One year after her retirement, she painted Blue Abstraction, 1961, with vigorously applied blocks of cobalt and marine blue, moss green, and red held in check by areas of bluish-black and white. Suggesting architectural forms or flickering lights at night, the interplay of horizontal and vertical strokes with encrusted textures remind me of Philip Guston’s pure abstractions of the mid 1950s.

Summer at its Best, 1968, exemplifies Thomas’s signature formal language and her insistence on beauty and exuberance—the experiences she sought in the seasons of her gardens, thunderstorms, or the mysteries of space exploration. Here, vertical curtains of saturated color are built up with short, inflected brushstrokes over a ground of white. The strokes, at times resembling dance steps or mosaic tesserae, follow an under drawing of pale pencil lines (like the warp threads in weaving) that subdivide the canvas. By overpainting with white here and there, Thomas controlled the swellings and attenuations of the color bands, and modified the intervals of light peeking through the colors. Her palette of marigold, chocolate brown, and goldenrod, shot through with cedar green, turns our thinking toward late summer landscapes, when a temperature drop stimulates one last push for trees to set winter buds and berries.

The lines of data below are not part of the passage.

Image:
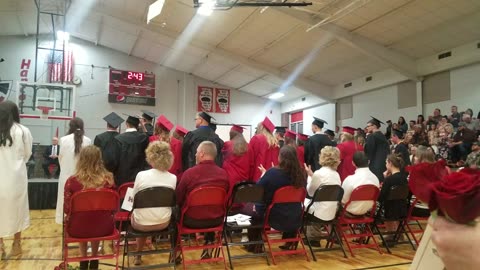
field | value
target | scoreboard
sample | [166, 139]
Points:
[131, 87]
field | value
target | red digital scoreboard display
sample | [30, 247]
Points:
[131, 87]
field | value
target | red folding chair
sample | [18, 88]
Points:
[89, 200]
[203, 196]
[415, 221]
[288, 194]
[362, 223]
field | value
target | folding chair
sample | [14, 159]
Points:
[326, 193]
[287, 194]
[243, 192]
[90, 200]
[363, 223]
[415, 221]
[396, 193]
[203, 196]
[149, 198]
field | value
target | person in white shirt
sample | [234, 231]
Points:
[160, 157]
[362, 176]
[326, 175]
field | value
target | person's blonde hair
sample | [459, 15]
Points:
[90, 171]
[159, 155]
[330, 157]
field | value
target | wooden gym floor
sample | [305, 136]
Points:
[41, 245]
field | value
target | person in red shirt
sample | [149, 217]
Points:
[204, 174]
[90, 173]
[236, 160]
[262, 149]
[347, 148]
[162, 133]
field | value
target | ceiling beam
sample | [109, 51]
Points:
[403, 64]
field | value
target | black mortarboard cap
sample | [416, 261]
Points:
[207, 117]
[319, 122]
[375, 121]
[148, 115]
[113, 119]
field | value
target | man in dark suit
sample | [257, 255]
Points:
[50, 157]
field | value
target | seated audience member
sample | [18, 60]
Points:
[204, 174]
[393, 177]
[462, 142]
[90, 173]
[50, 156]
[362, 176]
[473, 159]
[285, 217]
[160, 158]
[326, 175]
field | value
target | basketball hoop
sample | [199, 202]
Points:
[45, 111]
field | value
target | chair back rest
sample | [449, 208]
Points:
[97, 199]
[154, 197]
[122, 190]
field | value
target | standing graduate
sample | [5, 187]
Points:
[162, 133]
[236, 160]
[347, 148]
[262, 149]
[376, 148]
[129, 152]
[193, 139]
[315, 144]
[105, 140]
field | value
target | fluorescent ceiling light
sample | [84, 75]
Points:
[154, 10]
[63, 36]
[276, 95]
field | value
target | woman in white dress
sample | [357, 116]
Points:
[68, 156]
[15, 150]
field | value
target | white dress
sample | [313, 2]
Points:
[68, 162]
[14, 184]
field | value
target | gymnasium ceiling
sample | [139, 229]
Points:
[260, 51]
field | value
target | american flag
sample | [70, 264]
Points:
[55, 60]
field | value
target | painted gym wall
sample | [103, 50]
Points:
[176, 91]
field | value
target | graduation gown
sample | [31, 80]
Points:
[346, 167]
[130, 156]
[237, 166]
[313, 146]
[260, 153]
[104, 141]
[191, 142]
[377, 150]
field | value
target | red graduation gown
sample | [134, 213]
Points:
[346, 167]
[260, 153]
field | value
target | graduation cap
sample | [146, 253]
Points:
[148, 115]
[164, 122]
[348, 129]
[330, 132]
[290, 134]
[207, 117]
[113, 120]
[375, 121]
[237, 128]
[181, 130]
[302, 137]
[268, 124]
[318, 122]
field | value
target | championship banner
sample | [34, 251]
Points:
[222, 100]
[205, 99]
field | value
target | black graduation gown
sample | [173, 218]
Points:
[191, 142]
[130, 156]
[377, 150]
[105, 141]
[313, 146]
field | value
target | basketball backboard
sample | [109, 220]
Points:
[46, 101]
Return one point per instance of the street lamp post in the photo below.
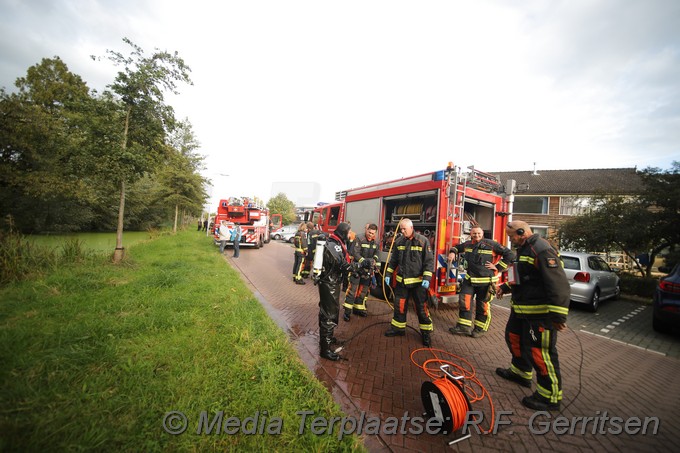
(210, 194)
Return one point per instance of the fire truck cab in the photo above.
(443, 206)
(253, 219)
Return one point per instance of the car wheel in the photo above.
(595, 301)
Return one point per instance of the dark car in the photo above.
(667, 302)
(591, 280)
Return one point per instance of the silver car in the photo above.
(591, 279)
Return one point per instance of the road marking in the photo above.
(623, 342)
(623, 319)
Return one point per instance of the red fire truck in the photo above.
(443, 205)
(253, 218)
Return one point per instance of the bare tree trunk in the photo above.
(120, 251)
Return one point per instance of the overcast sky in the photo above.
(349, 93)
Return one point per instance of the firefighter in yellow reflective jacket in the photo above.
(364, 251)
(413, 259)
(538, 310)
(478, 256)
(300, 243)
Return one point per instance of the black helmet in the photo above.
(342, 231)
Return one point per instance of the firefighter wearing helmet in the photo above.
(413, 260)
(328, 275)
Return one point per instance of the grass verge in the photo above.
(94, 356)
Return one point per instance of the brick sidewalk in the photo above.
(379, 379)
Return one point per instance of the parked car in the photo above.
(666, 303)
(285, 233)
(591, 279)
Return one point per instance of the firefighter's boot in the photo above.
(427, 341)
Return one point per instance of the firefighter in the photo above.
(478, 256)
(363, 249)
(413, 256)
(300, 243)
(538, 310)
(312, 235)
(336, 265)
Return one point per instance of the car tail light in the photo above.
(582, 277)
(669, 287)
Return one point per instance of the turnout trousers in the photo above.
(357, 293)
(533, 345)
(329, 310)
(401, 297)
(297, 266)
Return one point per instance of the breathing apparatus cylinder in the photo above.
(318, 258)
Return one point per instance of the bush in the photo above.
(638, 286)
(20, 259)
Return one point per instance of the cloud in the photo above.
(358, 92)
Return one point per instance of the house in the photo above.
(545, 198)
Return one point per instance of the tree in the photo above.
(44, 149)
(280, 204)
(140, 87)
(636, 225)
(182, 186)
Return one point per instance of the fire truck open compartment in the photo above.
(421, 208)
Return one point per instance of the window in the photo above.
(574, 205)
(571, 262)
(530, 205)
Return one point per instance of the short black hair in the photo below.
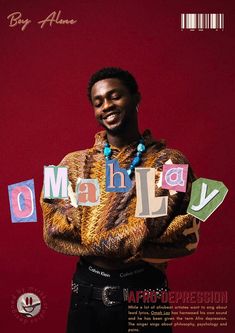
(113, 73)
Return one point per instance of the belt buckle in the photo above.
(105, 297)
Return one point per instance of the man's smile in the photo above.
(111, 117)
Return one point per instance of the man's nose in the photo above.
(108, 104)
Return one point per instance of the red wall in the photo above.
(186, 80)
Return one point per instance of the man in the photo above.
(118, 251)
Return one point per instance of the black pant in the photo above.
(90, 315)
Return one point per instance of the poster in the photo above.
(186, 78)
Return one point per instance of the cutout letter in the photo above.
(147, 204)
(117, 179)
(88, 193)
(55, 182)
(206, 196)
(22, 202)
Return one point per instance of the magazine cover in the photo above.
(116, 166)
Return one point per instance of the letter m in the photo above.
(55, 182)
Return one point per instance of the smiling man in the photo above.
(119, 252)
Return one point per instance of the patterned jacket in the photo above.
(111, 229)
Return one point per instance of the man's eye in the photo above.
(97, 104)
(116, 96)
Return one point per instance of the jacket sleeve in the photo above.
(180, 237)
(61, 220)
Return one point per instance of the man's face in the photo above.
(114, 106)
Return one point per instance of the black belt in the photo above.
(110, 295)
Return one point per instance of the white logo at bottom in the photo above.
(29, 305)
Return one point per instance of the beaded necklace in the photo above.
(136, 160)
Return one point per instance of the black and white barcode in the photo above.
(202, 21)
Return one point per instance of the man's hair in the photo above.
(113, 73)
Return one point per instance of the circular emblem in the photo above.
(28, 305)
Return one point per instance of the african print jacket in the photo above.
(111, 229)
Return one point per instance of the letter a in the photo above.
(55, 182)
(88, 192)
(117, 179)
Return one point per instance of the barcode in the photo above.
(202, 21)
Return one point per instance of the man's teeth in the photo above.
(111, 117)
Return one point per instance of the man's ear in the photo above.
(137, 98)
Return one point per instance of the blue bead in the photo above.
(136, 161)
(141, 147)
(107, 151)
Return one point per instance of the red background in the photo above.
(186, 80)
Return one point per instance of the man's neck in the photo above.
(124, 139)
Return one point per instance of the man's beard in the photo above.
(120, 129)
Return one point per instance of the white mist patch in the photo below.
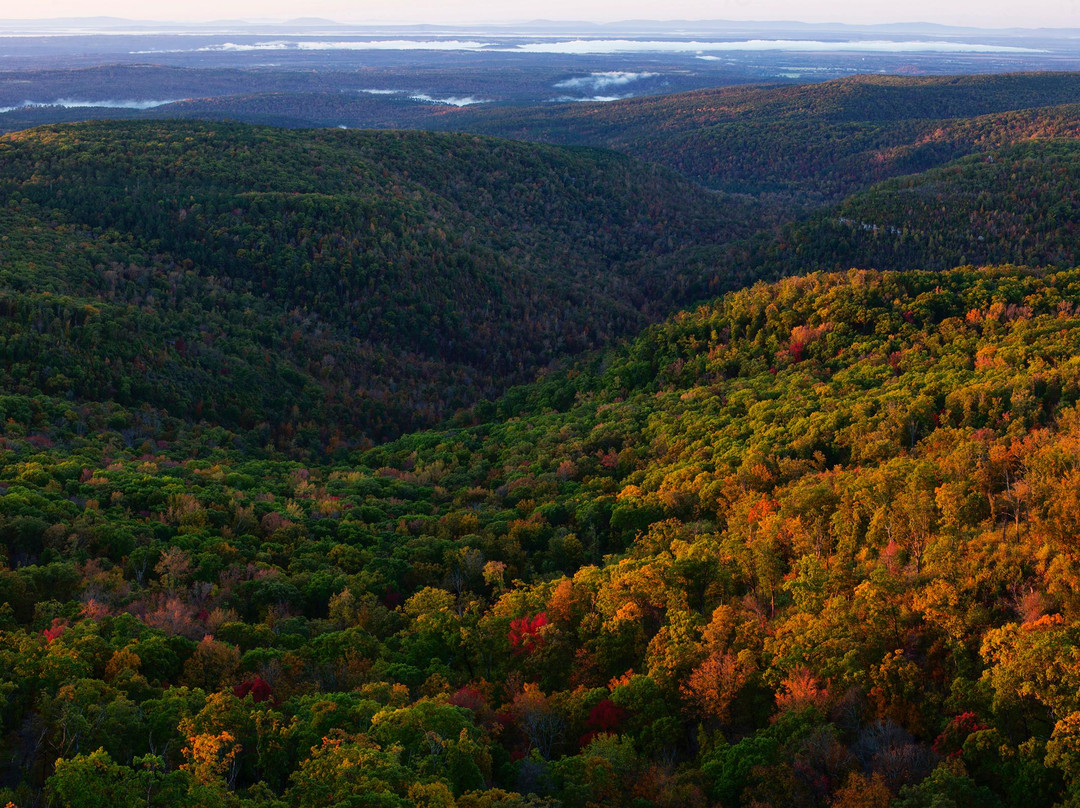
(79, 104)
(578, 98)
(454, 101)
(386, 44)
(631, 45)
(599, 81)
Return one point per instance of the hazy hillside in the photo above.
(329, 281)
(812, 143)
(811, 544)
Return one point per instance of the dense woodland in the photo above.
(339, 286)
(807, 144)
(812, 542)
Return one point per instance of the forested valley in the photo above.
(424, 469)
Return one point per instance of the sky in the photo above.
(980, 13)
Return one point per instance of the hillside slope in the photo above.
(811, 544)
(811, 143)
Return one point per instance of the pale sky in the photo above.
(981, 13)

Her banner year was 1972, when Thomas became the first African-American woman to receive a solo exhibition at The Whitney Museum of American Art. There she is in a photograph at the opening, turned out in the grooviest, patchwork-printed gown, holding a pair of white gloves with the self-possessed bearing of an artist who has worked very hard to rise above marginalization and achieve such recognition.

The Apollo Space Missions captured Thomas’s imagination, and her interest in the cosmos was translated into works such as New Galaxy, 1970. There is a majestic restraint in this work, defined by the chromatic interweaving of closely related blues and pinks—the colors of water, moonlight, and sunrise. And here, the horizon is turned on its side, as if seen from the rotating capsule of the spacecraft.

As in Springtime in Washington, 1971, Thomas infused her mandala or circular-motif paintings with a radiance that pulsates like music throbbing through a subwoofer. The white background evokes the hues of marble and sandstone of the buildings—exemplars of an ideal democracy— on The National Mall, while concentric rings are painted in the tones of candied fruits. It is these paintings from the early 1970s that perfectly meld Thomas’s belief in the redeeming power of color with her internalization of the Bauhaus teacher Johannes Itten’s color theories.

In 1985, I was the art teacher at Diocesan Educational Campus, an all-Black, Catholic middle school in the Fruit Belt, a struggling but historically significant neighborhood in Buffalo, New York. Art class always involved dance breaks to the music of Earth, Wind & Fire. I wish that I had known then about the life of Alma Thomas, because my students and I needed to hear the stories of many more African-American artists who circumvented substantial odds in order to create singular works of art that were steeped in their understanding of our complicated, shared history.